We can already model HTTP response headers, so it's already possible to describe what RateLimit-* or other headers might say. If the concern is that they cannot be modeled with sufficient granularity because they are just treated as strings, that is valid, but better modeling for HTTP headers is planned for 3.3, so that should no longer be an issue.

Tools that understand HTTP headers will also know to look for them in Response Objects. Creating more structure in the OAS to re-state what headers can already state requires tools to look in multiple places (because some people might model the headers, and others might use the custom Object, and others might do both and contradict themselves). This does not seem to be an improvement to me.

It seems like there might be other things here beyond HTTP header use, and I'm not necessarily objecting to that. But I am skeptical of duplicating what we can already do with Response Objects and Header Objects (given that we are improving header modeling so it's not just a string you have to describe with a regexp, as that is obviously unsatisfactory for anything non-trivial).

[stefvp]

@handrews ,
Thanks for your feedback, I think there may be a bit of a misunderstanding about the intent of the proposal.

I’m not trying to model or duplicate HTTP headers like RateLimit-*. Those describe runtime state.

The goal of the x-rateLimit object is to explicitly model the rate limiting policy itself at design time i.e., what rules are applied (algorithm, key, limits), not what headers return after execution.
So rather than duplicating headers, this is about defining the policy that produces them, in a machine-readable way for tooling and validation.
I do agree that avoiding multiple sources of truth is important, so ideally headers would be a derived runtime representation of that policy.

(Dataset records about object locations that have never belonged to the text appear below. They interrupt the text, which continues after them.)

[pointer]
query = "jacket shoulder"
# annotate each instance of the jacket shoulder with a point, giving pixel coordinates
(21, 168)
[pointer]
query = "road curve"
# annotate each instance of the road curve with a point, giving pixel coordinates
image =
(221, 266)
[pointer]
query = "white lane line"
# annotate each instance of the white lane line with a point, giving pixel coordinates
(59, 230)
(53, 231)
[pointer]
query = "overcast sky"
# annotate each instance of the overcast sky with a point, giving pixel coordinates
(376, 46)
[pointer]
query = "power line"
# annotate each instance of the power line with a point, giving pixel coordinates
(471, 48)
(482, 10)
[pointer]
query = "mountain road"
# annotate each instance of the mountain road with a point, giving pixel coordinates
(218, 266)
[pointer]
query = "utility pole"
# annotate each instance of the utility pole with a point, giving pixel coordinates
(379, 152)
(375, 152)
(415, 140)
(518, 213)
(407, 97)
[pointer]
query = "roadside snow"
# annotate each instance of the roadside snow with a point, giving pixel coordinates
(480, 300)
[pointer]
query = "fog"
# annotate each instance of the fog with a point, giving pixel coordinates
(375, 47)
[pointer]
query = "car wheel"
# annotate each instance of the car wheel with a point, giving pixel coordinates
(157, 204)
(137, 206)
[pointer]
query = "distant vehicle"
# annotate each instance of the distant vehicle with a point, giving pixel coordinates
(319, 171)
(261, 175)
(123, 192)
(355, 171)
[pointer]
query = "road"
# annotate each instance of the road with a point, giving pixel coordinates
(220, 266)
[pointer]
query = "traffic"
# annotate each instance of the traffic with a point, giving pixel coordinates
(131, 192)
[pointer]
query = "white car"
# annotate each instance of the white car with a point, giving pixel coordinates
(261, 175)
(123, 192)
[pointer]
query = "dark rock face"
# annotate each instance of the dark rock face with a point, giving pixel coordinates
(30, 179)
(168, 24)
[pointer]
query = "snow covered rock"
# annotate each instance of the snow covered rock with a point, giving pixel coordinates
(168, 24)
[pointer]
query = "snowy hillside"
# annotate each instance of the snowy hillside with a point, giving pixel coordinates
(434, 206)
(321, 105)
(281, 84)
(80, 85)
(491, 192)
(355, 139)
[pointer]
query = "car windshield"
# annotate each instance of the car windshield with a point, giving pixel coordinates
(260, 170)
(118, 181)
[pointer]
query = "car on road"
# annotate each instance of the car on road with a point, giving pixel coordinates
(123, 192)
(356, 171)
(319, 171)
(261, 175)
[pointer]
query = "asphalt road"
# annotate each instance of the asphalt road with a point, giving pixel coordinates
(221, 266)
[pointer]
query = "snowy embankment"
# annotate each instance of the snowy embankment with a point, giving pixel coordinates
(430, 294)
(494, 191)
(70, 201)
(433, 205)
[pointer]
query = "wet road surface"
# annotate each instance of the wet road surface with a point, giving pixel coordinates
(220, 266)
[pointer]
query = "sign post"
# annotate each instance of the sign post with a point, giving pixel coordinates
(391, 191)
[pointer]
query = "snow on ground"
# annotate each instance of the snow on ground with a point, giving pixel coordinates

A useful comparison is the Security Scheme Object: it describes authentication and is related to 401 Unauthorized, but does not model the header itself.
Similarly, the proposed RateLimit object describes the policy, not the 429 response, although they are clearly related.

Hope this clarifies things.

[miqui]

@handrews - I kinda share the same sentiment with @stefvp . However, this approach merits the current discussion similar the deprecation proposal.

[miqui]

@handrews > but better modeling for HTTP headers is planned for 3.3, so that should no longer be an issue.

Sorry, is there a discussion thread specifically on this or is it buried in another thread? Thanks.